Tigres Trísticos - André Salviano



Tigres Trísticos


primeiro tigre

A busca. Que nunca existiu, mas sempre esteve presente. Pássaros cantando, flores por todos os lados, o barulhinho gostoso do rio. Bosque de caminhos seguros. Onde passeávamos, ora juntos, ora separados. Até que numa tarde qualquer um tigre atravessou a rua. Suas listras sob nossos olhares espantados. Nos olhou de volta, poucos instantes. Nunca mais fomos os mesmos.

segundo tigre

O beijo. De repente tão plural quanto o desejo desconhecido. Lua cheia, lobos uivando. Uma ou outra estrela no céu. Caminhamos sem norte. Fingindo não ouvir aquele corvo que insistia em cantar, nunca mais, nunca mais. A noite se esvaindo, vacilantes pensamos na despedida. Até que outro tigre atravessou nosso caminho, muito mais próximo que o primeiro, e além de nos olhar rugiu. Tão alto que você assustada se jogou nos meus braços, pude te sentir mais minha. Embevecido te abracei bem forte, corações acelerados. Tua pele minha. Nenhuma frase dita. Palavras dialogando dermes. Duas bocas, uma crase. E as tardes que não ardiam, tem agora nesse verbo o infinitivo sempre aguardado.

terceiro tigre

Amanhecemos. Sem bússola, muito menos mapa. Um alento, o sol passando pela fresta do quarto sem janela. Cabana no meio do nada. Passear pela floresta não há de ser fácil. Ilusões travestidas de árvores seculares, quereres frutos fora da estação. Definitivamente, não existe nada mais definitivo que o amor. Que às vezes nos pega com suas furiosas garras, tal qual um tigre de bengala, que não cruza ruas ou caminhos, mas se apossa de nós sem que consigamos saber quem geme ou treme, ou mata e chora. Seguimos. Em lençóis que se amarrotam, promessas que jamais se perdem. Nosso tigre sai do papel e ganha vida, só não sabemos quantas. Caminhar pela selva requer cuidado. Do teu corpo a seiva que não se perde. Em mim, que te mordo tentando entender se não é sonho. E te beijo percebendo que sonhamos juntos.
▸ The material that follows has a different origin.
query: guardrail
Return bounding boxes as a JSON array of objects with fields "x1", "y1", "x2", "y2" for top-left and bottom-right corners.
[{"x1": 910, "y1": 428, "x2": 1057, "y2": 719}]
Conto escrito para o encontro de 12/04/2016




André Salviano é formado em Letras pela UFRJ. Já participou de algumas antologias, prosa e poesia, mídia impressa e eletrônica, como o Prêmio UFF de Literatura 2009, categoria conto, e o e-book Não é só por 20 contos (http://www.skoob.com.br/files/ebooks/20-contos.pdf). É um dos fundadores do blogue Confraria dos Trouxas (confrariadostrouxas.com.br), onde escreve todas as terças desde 2010. Admirador da alma feminina. Torcedor do Flamengo. Sempre que pode bate ponto no Maraca. Gosta de suco de melancia e do pôr do sol no Arpoador. Não dispensa um chopinho regado a bom papo. Mora em Laranjeiras, mas vive na Lapa.